Updated: Sep 1
Breakthrough Infections are Not So Uncommon
As we understood it, COVID affects everyone differently. How else can you explain why some people can contract it, and it barely even registers? Some people contract it and days later are dead. The pandemic hit especially hard at home as recently as September of 2021. The news and government touted the promise of a “normal” summer, provided people got vaccinated. To think “normal” was even something one could advertise seems quite laughable regarding a pandemic.
We felt pretty safe spending time with my wife’s parents in August. They live in Michigan’s Upper Peninsula, which I must say is nothing short of spectacular in the Summer months. Not too hot and not too cold! We had all been vaccinated and were all infused with a false sense of security.

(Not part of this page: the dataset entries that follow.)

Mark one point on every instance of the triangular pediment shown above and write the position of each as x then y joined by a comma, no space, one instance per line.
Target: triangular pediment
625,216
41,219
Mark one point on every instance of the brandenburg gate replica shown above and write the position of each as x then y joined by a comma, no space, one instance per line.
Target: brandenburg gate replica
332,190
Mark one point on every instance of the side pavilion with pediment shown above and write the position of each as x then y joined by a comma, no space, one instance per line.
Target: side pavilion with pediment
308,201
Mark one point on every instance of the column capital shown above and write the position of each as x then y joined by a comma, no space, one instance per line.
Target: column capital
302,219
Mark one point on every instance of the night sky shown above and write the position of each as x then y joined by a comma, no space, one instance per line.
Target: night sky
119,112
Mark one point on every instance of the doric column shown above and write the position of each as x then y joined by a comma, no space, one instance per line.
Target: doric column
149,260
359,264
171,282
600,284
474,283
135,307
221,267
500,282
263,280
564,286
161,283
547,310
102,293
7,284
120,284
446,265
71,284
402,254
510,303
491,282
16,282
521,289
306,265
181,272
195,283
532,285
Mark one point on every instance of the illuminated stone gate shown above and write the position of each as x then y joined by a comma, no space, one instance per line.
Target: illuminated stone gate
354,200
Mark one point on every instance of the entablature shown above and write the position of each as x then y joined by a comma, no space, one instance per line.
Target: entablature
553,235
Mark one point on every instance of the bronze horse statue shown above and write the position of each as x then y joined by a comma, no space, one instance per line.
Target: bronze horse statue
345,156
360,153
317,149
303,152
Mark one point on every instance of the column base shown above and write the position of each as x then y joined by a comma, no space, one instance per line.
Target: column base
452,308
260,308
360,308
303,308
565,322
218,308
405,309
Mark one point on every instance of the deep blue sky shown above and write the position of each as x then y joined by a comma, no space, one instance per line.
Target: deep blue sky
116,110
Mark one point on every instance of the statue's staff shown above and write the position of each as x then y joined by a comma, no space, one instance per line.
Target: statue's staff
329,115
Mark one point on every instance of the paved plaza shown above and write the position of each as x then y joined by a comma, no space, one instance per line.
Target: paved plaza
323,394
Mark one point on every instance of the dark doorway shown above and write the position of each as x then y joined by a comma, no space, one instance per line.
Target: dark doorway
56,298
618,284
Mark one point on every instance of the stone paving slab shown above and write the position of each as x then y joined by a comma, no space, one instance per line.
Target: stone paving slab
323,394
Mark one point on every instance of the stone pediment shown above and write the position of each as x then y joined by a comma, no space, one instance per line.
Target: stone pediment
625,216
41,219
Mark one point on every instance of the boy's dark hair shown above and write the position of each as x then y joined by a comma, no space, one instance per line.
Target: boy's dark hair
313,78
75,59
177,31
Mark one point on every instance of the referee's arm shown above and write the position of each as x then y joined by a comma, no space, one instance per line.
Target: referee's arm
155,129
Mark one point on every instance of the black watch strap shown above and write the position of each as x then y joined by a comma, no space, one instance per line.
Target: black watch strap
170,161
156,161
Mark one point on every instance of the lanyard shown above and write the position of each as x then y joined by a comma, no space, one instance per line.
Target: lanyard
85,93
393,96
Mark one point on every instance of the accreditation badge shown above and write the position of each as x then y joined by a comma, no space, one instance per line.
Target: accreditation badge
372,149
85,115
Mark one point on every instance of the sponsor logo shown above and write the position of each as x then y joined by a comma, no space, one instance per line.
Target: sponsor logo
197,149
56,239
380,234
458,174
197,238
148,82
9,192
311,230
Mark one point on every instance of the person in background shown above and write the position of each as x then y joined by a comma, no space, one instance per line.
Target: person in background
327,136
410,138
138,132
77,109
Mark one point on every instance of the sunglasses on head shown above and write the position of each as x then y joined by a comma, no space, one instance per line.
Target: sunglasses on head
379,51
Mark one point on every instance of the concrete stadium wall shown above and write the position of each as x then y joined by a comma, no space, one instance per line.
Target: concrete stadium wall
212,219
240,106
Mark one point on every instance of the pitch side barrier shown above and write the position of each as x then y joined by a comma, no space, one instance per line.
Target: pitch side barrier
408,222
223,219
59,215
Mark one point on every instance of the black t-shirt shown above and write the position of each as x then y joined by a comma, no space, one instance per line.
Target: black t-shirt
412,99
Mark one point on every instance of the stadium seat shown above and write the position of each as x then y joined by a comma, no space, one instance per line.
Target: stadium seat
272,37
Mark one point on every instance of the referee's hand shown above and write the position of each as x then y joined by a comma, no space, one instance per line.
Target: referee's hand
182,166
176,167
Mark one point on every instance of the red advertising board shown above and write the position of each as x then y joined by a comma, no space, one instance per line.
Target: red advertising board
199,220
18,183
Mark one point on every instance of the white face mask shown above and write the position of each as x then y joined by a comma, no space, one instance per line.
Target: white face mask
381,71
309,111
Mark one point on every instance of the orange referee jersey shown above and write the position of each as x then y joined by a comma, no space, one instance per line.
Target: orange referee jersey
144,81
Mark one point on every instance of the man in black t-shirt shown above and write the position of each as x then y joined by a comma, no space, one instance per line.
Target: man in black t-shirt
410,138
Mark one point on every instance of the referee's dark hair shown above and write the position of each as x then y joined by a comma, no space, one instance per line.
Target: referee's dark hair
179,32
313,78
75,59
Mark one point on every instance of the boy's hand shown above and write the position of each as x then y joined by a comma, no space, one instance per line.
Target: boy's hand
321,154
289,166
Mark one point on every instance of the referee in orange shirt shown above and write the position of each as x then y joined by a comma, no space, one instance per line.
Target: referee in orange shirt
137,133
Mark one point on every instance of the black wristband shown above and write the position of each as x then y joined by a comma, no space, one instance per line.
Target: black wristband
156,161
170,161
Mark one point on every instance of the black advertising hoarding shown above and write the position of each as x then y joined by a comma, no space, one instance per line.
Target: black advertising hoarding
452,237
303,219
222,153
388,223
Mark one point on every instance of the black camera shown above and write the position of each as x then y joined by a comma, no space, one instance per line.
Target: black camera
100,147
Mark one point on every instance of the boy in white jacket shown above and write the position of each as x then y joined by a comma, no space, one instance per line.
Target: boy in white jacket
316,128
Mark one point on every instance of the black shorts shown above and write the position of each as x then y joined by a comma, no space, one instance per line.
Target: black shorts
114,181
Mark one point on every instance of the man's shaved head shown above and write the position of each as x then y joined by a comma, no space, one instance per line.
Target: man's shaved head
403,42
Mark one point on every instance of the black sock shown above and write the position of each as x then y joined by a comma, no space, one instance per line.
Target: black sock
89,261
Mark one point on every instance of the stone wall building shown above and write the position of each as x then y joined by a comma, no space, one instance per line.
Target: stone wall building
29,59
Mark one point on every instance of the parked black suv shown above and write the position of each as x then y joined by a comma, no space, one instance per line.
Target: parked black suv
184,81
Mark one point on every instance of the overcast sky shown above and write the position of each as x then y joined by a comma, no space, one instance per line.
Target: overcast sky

My mother-in-law had an excursion planned to visit Manistee in the lower part of Michigan (More on this in a later post). From there, they would see a tractor show and then end the weekend traversing the water on a chartered ship. They had quite a few things planned for a short time, but they were excited to do something “different.”
At the chartered boat excursion, my Mother-In-Law started to feel a little under the weather. As migraines were a common occurrence, she chalked up her headaches to another one of these annoyances. It wasn’t until later in the week that she realized medicine wasn’t remediating the pain. By this time, she was exhibiting additional symptoms such as breathing issues with coughing and congestion. Five days into her situation, she finally listened to her husband’s advice and visited the local hospital. Upon admittance, it was revealed her blood/oxygen level was in the low 60’s. It is important to note; this level is well below the average number of 95% or above. It was immediately apparent by the medical staff; this was the place she needed to be.
I give the medical staff all of the credit in the world. The hospital followed the typical protocol and administered Remdesivir, an antiviral treatment that promoted positive recovery in many patients. It had little, if any, positive effects on this particular patient. A few days turned into several. In the early days of her admittance, my wife and kids could FaceTime with her as she was still in pretty high spirits, but they started to see her decline. At her prodding, she mandated all future calls would be by phone only, as she did not want to be viewed in this “condition.” The rest became a blur. We eventually heard the news we did not want to hear; she would need assistance bringing up her oxygen levels. To do this, they would have to introduce the ventilator. As we had often heard, once you were on a ventilator, things were not going well.
The following days brought about terrible news, littered with small amounts of positivity. It was advised the patient would be transferred to another hospital that could provide more hands-on three hours away. This presented a hindrance to those who wanted to visit, but her health was our number one concern. In retrospect, there wasn’t much the larger hospital could do or did differently. They would be prepared if additional complications had presented themselves. Where the improvement was immediately seen, with the larger hospital came a more extensive staff. The staff was nothing short of amazing with their hand-holding through the entire process. My wife had a twice-daily standing phone call with them. They alerted her to the progress and were very upfront with the possible results. The hospital visitor policy allowed one visitor a day for 15 minutes. It was not ideal, but it allowed my wife, her dad, and their extended family time to visit in person. It was an 8-hour drive for my wife to traverse weekly, but we made it work.
My mother-in-law went in on a Sunday, and three weeks later, she passed. The hospital staff tried for three days to bring her sedation levels down to see what progress had been made. It is my belief she had left this world some time prior as there was no activity whatsoever. It was explained to us that small clots are a concern, and it was very apparent she was never going to recover. Both my wife and her dad were allowed to be in the room during this difficult time. The hard decision of removing her from the ventilator was made, and she slowly stopped breathing. My wife was touched by the show of support by the staff, as everyone involved in the care dropped everything to be on-site during this process. Knowing everything they have to deal with daily, it was an incredible gesture on their part and something that did not go unnoticed.
The hardest part of the entire situation was the healthiness and strength of this lady. Her “breakthrough case,” as this had come to be called, was the worst extreme. It was a rare happening to those who are vaccinated, but as I have come to find out, not as rare as one might think. To see someone so full of life succumb to COVID was surreal. My 70-year-old father-in-law was tested, and he had COVID as well. His worst symptoms lasted all of 16 hours, and he chalked up his worst day to a bad cold. His 68-year-old wife, the healthiest of the two, developed the worst amount of symptoms and died. The vaccine had done its part in one case and possibly delayed the inevitable in the other.